Nearly four decades ago, Danish filmmaker Jørgen Leth made a short film called The Perfect Human. Recently, his compatriot and colleague Lars von Trier made this movie, and its author, the subject of his new radical questioning of the essence of cinema and humanity. De Fem Benspænd (The Five Obstructions) is the awesome result of this quest.
Von Trier talked Leth into a peculiar exercise: the latter would remake his short film five times, on each occasion following the “obstructions” imposed by Lars von Trier, who would do his best to force Leth into making a mediocre film. The obstructions involve all spheres: production, cinematography, editing, etc., but also ethics – human and professional. Von Trier pushes Leth to his limits. Leth accepts the challenge each time, and each time is able to turn the constraints into beautiful aesthetic results.
If the game might at times seem cruel or gratuitous, the surprising final short film leaves no doubt about the project’s ambition. After having developed before our eyes as a most lucid reflection on the creative and practical process of filmmaking, in its last segment The Five Obstructions fully reveals itself as an interrogation on human nature. The Five Obstructions is half way between a documentary about the film making process itself, and half a compilation of experimental short films (using categories that Von Trier deliberately makes ‘useless’ or just plain odd).
Structurally Von Trier’s film is the line-up of the original film and its five remakes, interlaced by the meetings held by the two filmmakers.
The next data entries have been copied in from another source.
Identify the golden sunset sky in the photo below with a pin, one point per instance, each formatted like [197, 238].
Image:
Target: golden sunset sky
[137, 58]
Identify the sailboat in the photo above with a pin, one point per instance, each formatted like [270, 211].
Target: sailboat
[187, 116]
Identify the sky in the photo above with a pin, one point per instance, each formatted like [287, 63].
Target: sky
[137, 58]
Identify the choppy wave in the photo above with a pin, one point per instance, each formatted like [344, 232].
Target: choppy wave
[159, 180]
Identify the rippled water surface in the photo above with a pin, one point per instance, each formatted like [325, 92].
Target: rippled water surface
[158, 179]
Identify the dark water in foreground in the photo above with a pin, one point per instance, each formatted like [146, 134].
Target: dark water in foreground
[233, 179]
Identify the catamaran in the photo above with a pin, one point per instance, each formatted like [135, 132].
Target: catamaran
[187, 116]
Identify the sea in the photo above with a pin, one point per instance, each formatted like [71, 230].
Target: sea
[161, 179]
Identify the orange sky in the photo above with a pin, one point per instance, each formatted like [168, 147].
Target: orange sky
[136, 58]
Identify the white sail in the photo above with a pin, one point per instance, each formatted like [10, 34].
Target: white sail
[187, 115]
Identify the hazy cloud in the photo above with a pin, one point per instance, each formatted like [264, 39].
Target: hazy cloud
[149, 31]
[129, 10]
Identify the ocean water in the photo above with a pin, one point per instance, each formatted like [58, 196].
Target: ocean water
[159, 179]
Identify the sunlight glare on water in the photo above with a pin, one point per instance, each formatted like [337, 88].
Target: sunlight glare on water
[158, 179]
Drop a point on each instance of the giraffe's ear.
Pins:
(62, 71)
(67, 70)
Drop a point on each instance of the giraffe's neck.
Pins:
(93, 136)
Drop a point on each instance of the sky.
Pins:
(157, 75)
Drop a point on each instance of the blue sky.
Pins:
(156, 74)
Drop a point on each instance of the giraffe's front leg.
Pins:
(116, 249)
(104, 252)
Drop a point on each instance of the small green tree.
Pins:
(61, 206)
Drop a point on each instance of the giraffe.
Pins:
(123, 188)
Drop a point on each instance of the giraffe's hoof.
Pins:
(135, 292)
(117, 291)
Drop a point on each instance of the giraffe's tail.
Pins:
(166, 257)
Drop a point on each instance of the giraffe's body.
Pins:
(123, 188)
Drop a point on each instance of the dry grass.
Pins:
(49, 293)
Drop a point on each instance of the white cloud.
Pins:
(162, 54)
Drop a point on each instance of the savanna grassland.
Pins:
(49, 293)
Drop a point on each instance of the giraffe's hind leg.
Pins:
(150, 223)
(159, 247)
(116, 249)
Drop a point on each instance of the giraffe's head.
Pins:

They would get together to discuss and establish the new restrictions, and, once the remake was finished, they would analyze the result and decide on the new obstruction. Like the entire film, these conversations acquire their full sense at the end.
It is typically said that everyone, and especially an artist, needs to kill his father to come to terms with his own talent and creation. But surely all those who try, deeply wish their father is strong enough to resist. It is also said that what doesn’t kill you makes you stronger. By putting Leth –and his 1967 film The Perfect Human- through this ordeal, Von Trier is paying them a passionate homage. Because he knows that, ultimately, the human Jørgen Leth and the celluloid Perfect Human will come one step closer to perfection.